Verba Volant, Scripta Manent

The Hill News

Verba Volant, Scripta Manent

The Hill News

Verba Volant, Scripta Manent

The Hill News

The Hill School marks its 25th year of co-education


This year celebrates the 25th anniversary of The Hill School transforming from an all-boys school to the co-educational institution  it is today. Since this groundbreaking transition  in 1998, The Hill School has gone on to grant numerous young women and faculty members the opportunity for an elite education.   

Prior to this transformative shift, The Hill School took a firm stance to remain an all-boys school. From 1968 to 1973, significant discussion circulated about whether Hill should open its doors to young women. Yet, this extensive conversation mysteriously and abruptly ended at the end of 1973, after the resignation of Archibald Montgomery who was an active defender for coeducation. The succeeding headmaster, Charles Watson, refused to switch into coeducation. This eventually shelved the plan for another two decades.  
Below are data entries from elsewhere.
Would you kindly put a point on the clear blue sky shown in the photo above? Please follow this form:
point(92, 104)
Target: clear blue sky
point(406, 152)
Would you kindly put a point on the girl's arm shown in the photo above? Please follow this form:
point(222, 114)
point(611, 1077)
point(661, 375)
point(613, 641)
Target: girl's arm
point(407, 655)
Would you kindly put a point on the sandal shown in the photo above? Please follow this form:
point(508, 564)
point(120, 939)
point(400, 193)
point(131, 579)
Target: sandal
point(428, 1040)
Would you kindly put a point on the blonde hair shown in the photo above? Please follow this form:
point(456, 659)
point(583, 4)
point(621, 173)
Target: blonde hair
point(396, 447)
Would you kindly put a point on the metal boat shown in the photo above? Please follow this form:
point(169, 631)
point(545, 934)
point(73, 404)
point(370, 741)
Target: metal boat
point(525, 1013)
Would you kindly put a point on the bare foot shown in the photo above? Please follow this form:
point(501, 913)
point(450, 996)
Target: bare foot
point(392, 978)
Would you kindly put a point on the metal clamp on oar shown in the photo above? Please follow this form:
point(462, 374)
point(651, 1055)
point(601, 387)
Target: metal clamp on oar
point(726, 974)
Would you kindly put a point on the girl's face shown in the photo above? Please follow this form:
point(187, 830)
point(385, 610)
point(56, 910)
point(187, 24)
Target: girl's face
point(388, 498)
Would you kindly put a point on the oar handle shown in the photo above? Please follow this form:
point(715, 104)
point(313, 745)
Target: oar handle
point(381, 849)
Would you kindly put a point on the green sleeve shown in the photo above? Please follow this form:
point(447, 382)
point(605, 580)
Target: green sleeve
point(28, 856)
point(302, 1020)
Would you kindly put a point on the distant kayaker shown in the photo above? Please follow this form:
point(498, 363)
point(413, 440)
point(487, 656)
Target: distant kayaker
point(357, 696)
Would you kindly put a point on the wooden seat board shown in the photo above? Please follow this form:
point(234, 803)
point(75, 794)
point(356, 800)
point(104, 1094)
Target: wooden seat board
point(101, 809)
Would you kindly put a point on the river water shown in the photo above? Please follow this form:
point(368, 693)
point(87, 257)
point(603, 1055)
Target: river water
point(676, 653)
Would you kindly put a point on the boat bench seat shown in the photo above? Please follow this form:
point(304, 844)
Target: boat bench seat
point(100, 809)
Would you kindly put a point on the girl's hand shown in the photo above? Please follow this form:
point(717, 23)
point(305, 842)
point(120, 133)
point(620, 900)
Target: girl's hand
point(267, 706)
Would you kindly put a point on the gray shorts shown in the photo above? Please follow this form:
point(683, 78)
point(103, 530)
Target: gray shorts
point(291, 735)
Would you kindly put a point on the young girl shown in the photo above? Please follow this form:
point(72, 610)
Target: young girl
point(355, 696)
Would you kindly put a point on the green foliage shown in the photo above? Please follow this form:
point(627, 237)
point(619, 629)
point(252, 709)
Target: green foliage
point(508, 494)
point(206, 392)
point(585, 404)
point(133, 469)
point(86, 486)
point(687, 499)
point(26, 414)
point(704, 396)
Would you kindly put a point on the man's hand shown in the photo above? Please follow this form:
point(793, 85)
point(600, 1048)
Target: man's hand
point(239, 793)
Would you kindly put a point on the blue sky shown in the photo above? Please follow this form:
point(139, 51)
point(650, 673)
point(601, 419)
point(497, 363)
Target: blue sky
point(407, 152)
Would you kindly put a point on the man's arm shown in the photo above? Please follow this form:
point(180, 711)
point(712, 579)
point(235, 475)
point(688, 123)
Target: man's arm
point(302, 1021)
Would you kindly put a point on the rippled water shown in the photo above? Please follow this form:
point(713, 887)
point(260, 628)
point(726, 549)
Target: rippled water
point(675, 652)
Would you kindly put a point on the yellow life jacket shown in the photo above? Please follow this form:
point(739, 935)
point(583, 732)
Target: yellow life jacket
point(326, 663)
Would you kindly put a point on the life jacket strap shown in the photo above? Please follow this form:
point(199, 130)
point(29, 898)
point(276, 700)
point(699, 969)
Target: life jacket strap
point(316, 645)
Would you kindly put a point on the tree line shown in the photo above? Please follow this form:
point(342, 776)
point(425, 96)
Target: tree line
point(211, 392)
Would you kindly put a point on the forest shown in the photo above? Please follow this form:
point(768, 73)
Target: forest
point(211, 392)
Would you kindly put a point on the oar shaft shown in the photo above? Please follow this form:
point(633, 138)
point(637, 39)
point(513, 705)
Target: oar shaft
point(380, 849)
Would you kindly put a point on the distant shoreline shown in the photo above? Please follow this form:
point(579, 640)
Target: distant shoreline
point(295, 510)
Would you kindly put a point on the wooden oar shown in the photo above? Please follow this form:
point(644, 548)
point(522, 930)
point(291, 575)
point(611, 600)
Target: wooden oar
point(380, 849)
At the same time, however, other preparatory schools in the went coeducational. In 1987, long-time rival The Lawrenceville School began enrolling and hiring female students and teachers, prompting The Hill to reconsider the idea. Predicting a loss in status and influence accompanied by weaker applicants, The Hill School finally unshelved the plan and opened its doors to women in 1998. 

Several of today’s Hill faculty remember their time as students or faculty when the school went co-educational in the 1998–1999 school year. As the first and only female faculty member at the time in the history department, Kathryn Malone, Elizabeth B. Blossom Chair of Humanities and a graduate of Yale University’s fourth co-educational class, recalled that she was immediately drawn in by the newly established coeducation program at The Hill School. Along with Malone’s arrival on campus, her fresh experience in coeducation since her time at Yale taught her “the change and evolvement culture of coeducation at Yale.” In the past 25 years, Malone has drastically impacted the school: from coaching girls’ field hockey and lacrosse to directing Hill’s renowned Humanities program.  

“If I’d been born three years earlier, opportunities for my educational career at Hill would have been impossible. Hill has thrived to become a welcoming, inclusive family,” Malone said.  

The Rev. Anne Confer Martens ’02, Chair of the Religious Studies and Philosophy Department, also arrived at The Hill in the fall of 1999, the second year of Hill’s coeducational journey. Confer Martens said that “Hill would not still be around if it hadn’t gone co-ed.” Opening the doors to countless young women, however, has Hill to provide equal resources for both students and faculty alike of both genders to pursue their passions. Confer Martens believe that The Hill community is infused with a homely and supportive atmosphere allowing each member to express themselves.  

Adversity served as a hallmark for the first women at Hill. When the Upper School dormitory, which now houses both boys and girls, used to be just a boys dorm, Malone witnessed girls walking by with timidity. Malone then argued with the board and reported that girls were estranged from the community when passing by the Upper School dorm. After many riveting disputes among the board of trustees, Hill changed Upper School from a boys dorm to the current co-ed dorm it is today. Malone claims that the change “has changed the culture of the quad evolutionarily.”  

As a graduate of Hill’s class of 1998, Confer Martens’ brother was a strong defender against co-education. Nevertheless, over time, he became Confer Martens’ greatest supporter after being told about his sister’s enrollment. 

Courtney Neese, one of the first female student on campus in 1998 and the current English Department Chair, recounts her experience at Hill as the few females as reflective.  

“It was a transformative time, and, like with all big changes, there were a lot of growing pains. I remember watching the local news as the last single-sex 6th form class jumped into the Dell wearing tee shirts that said, ‘The last proud class.’ When we arrived on campus in the fall, we made tee-shirts that said, ‘The FIRST proud class.’” 

Neese recounts her emotions witnessing the monumental transformation of Hill, further explaining the future of Hill as “a special one” with fresh female leaders on campus.   

2023, like any other year for The Hill School, has brought many talented individuals to its campus, including the first female head of school, Kathleen Devaney. Prior to her arrival, Devaney was struck by the strong sense of community and the remarkable learning environment that was established long ago. Even though Devaney is still new to The Hill, she appreciates the opportunity as “an extension of a lifetime of being involved with young people and schools” that can be fortified through time.  

“As the first female head of The Hill School, I feel a kinship with those first women. Those women from the early years were trailblazers in Hill’s journey as it grew into its coeducational self. All students who followed—and students who will follow—have benefited from that legacy,” Devaney expressed.